Niolam Ja Se Kochaneczke explores potentialities of queer utopias, while looking at the relationship between history, ‘national values’ and power structures.
Through the work I revisited Eastern European folk traditions and whilst employing feminist and queer reading I questioned why queer love has never been preserved and celebrated in the folk history. I reclaimed these stories by subverting the narrative of ‘straight’ love songs to represent queer love stories instead.
My aim was to problematize how history is written and tradition is represented, often only to sustain the power structures that claim it ‘objective’. I intended to encourage the viewer to consider and experience history as a discourse made out of multiple, overlapping and contesting narratives rather than a single, fixed entity.

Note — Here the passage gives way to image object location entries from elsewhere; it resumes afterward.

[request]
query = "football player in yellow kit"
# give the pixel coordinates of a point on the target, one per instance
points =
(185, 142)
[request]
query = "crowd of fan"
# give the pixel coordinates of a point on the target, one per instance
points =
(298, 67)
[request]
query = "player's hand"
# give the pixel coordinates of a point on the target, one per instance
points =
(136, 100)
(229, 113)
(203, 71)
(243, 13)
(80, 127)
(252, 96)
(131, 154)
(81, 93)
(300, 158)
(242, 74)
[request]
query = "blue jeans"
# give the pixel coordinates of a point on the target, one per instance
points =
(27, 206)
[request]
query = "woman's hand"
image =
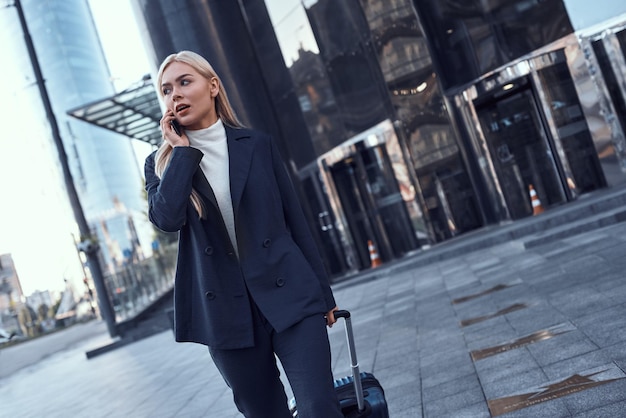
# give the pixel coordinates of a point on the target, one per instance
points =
(330, 317)
(169, 135)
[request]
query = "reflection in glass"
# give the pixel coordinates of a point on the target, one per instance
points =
(416, 97)
(471, 38)
(572, 128)
(521, 153)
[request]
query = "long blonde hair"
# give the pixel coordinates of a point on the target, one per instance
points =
(222, 107)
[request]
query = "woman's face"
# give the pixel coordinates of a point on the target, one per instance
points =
(189, 95)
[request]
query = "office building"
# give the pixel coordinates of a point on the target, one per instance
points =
(105, 172)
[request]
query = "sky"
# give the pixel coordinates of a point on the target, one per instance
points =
(36, 222)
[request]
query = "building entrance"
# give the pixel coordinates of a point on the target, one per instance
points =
(372, 203)
(521, 152)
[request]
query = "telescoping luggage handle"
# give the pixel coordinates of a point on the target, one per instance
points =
(354, 364)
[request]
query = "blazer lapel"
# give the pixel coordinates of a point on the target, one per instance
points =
(240, 156)
(202, 186)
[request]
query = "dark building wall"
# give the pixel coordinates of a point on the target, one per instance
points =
(238, 40)
(471, 38)
(342, 35)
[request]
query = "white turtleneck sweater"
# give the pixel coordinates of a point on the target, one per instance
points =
(214, 164)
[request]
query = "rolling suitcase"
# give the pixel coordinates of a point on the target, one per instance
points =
(360, 395)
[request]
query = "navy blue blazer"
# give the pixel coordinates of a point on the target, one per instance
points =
(279, 265)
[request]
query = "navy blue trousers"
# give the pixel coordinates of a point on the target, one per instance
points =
(304, 353)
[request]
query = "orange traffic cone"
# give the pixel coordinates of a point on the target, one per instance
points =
(534, 199)
(374, 257)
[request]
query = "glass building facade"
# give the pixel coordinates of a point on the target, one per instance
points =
(409, 123)
(103, 164)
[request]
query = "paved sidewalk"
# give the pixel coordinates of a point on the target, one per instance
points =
(526, 332)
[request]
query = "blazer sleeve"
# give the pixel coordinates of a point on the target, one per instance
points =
(168, 197)
(298, 226)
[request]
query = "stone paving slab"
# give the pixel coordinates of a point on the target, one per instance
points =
(561, 353)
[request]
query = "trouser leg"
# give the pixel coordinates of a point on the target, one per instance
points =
(253, 376)
(304, 352)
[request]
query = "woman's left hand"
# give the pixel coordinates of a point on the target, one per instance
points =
(330, 317)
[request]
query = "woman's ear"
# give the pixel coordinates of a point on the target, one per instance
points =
(214, 86)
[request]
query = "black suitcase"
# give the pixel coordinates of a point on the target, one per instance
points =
(360, 395)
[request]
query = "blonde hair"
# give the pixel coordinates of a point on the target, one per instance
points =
(222, 107)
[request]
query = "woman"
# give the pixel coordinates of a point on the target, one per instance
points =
(250, 283)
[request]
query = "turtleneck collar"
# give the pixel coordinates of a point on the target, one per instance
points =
(212, 134)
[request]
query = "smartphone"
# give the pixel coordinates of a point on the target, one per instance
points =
(176, 127)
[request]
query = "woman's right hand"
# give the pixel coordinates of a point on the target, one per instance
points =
(169, 135)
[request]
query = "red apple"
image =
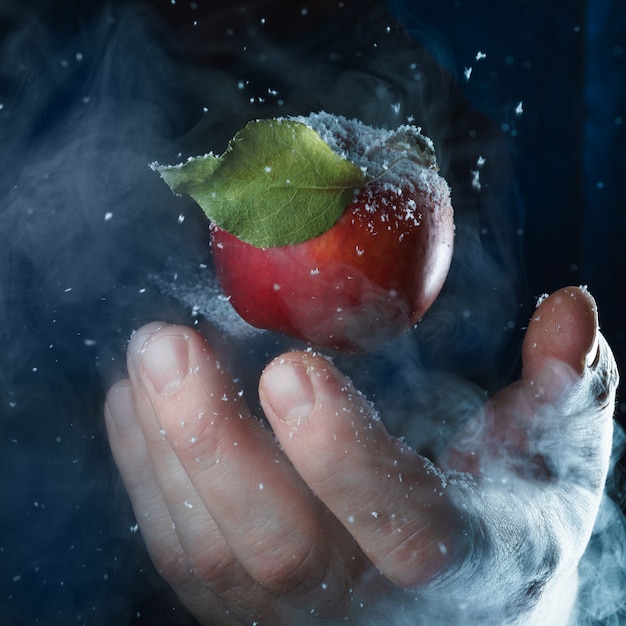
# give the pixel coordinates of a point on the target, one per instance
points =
(324, 228)
(362, 283)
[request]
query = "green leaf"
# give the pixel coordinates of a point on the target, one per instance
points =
(278, 183)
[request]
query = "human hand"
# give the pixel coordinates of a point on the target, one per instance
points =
(328, 515)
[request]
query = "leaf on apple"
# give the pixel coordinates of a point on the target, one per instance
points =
(278, 183)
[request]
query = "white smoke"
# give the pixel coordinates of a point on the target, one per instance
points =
(92, 245)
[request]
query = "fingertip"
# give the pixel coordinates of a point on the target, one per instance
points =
(564, 327)
(119, 407)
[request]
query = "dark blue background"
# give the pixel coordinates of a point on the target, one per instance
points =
(67, 553)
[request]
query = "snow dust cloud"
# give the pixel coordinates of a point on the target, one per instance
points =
(93, 245)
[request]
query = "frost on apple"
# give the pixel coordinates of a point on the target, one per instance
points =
(278, 183)
(286, 180)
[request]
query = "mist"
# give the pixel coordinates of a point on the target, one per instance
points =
(93, 245)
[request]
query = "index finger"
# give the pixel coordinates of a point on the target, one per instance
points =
(393, 501)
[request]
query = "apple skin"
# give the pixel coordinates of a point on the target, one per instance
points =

I questioned what the “national values” are / are claimed to be and look at the ‘fragility’ of national identity, threatened so easily by ‘otherness’ and queer subjectivities.
Niolam Ja Se Kochaneczke relocates queerness both historically and geographically. Queerness In Eastern Europe is often perceived as a contemporary phenomenon that arrived from Western Europe, rather than something that always had its presence. I want to acknowledge its historical place and reclaim histories that were repressed. As well as this I want to speak of queerness in context of rural communities, as too often it is considered only within the urban setting.
The recordings were done in a traditional rural setting in East of Poland (Roztocze and Karpaty) with folk singers singing both in Polish and Lemkov (Ukrainian dialect).
This work is currently exhibited in local_30 gallery in Warsaw, Poland – part of POGANKI | HEATHENS, a group show curated by Agnieszka Rayzacher, featuring Karolina Breguła, Marta Bogdańska, Maria Kniaginin-Ciszewska, Katarzyna Górna, Kinga Michalska, Liliana Piskorska (Zeic), Aleka Polis, Karolina Sobel & myself.
The exhibition is directly inspired by The Heathen, considered the first Polish novel to address love and passion between women. Boy-Żeleński wrote: “sisterhood, that most perfect form of friendship, could lead to genuine love tragedies – and powerfully impregnate souls with suffering. Because The Heathen comes into being one year after those incidents.”
The relationships addressed in the exhibition are not always downright romantic. Close ties between women, mutual understanding and empathy have a long history and manifest themselves in women’s circles reactivated today, among other phenomena.
See the show till 5th June 2016 if in Warsaw, and also you can access it virtually via the local_30 website.